I am afraid, Rosaline, she will talk afterwards about us we are not smart like the townies and I have  gone old, of course Dick is a little God and so clever, still I impressed several times on her and Phil that with all his cleverness he can't keep us, that my two sons have to pay the house rent and buy all the food etc., and Oh Rosaline, was I thankful Oh, so thankful, that I had my lounge room fixed up and my nice dressing table and your lovely bed spread on my bed and nice blue curtains at my windows, of course she noticed I had no wardrobe, (but I will soon) and my kitchen is all green and cream. Danny brought me a lovely big cream and green kitchen cabinet, it brightens up the kitchen, and was I glad we had it.

They stayed here all day till Afternoon and are coming again in a fortnight's time, Gee, I expect there will be no more peace for us with that mob. When finally they took their departure I felt kind of bemumbled in my brain from her incessant loud talk all the time and the teenagers rushing about. They make me feel as if a heavy weight has been pressed on me they are all so full of energy and of themselves. The teenage girls like John of course, Dan wasn't too joyous, a bit cautious with them. Mary and Dick talked about their sister's and Dad and Mum all the time. Now that Dad has come in for the family property, he is a great chap in all their eyes, yet all the years along they never had a good word for any of us. I am quite sure from bits here and there that Dick when he got to Moonta made a big yarn to his mother and sisters about that time with me leaving him and all my supposedly bad goings on etc. but I bet he did not say a word about the real reason, his dirt, his laziness etc. So Rosaline, you "stand up" for me if she says anything to you because they are all going down to see you. I put you on your guard be very careful what you say to her. They are a peculiar kind of folks the Thomas’s. Thank goodness they live in Adelaide and we up here. The poor old woman sits all day in her wheel chair, hanging on to her purse of money (she knows her family) Allisha looks after her I believe. Mary fought with all of them, the things she said about Lucy her sister were awful. So there you are.

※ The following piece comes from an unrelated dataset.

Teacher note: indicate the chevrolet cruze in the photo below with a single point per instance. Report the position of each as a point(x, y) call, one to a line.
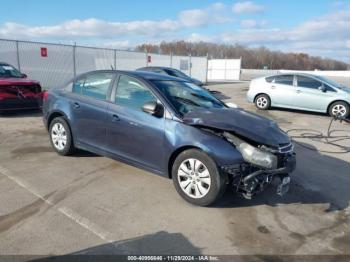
point(172, 128)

One of these days when the weather clears I must come down to see you and tell you about things. Be on the watch for Mary's family descending on you, she wants to meet you. But a little goes a long long way I fancy she knows Enrico, she asked me his name and I showed her his photo. She's stout and blond haired but not bad looking, like Dad not a bad figure either. Thanks awfully for the dresses I love them Dan was glad of the jamas Dad liked the pants will be glad of the jacket. How does the garden grow. I never reared any chickens last season maybe next. Goodbye for now and much love and thanks to you all. Look after yourself Love again.

Ever Yours Loving Mother G.T.

Xxxxxxxx “

 

 

Richard, with barely an education and no record of letters or documentation, left no will or anything of value,  and lived his remaining days after Grace’s death in a state of unbelieving dismay, so far and so many years from the original convent gate..in a small caravan in the bush to eventually die in a aged-care institution in an advanced state of sometimes violent demetia..But he did leave one thing..

 

 

He left a toy. A tinker’s toy. A windmill ..or wind-pump as some would call it...designed, scaled and made by himself, soldered together, cut and shaped out of old tin cans and wire. It pumps water when placed into the wind, through two troughs into a sleeve-valve of his own design. You will find these singular toys throughout Australia and even a few  overseas..in Europe, England and America…he must have made hundreds of them.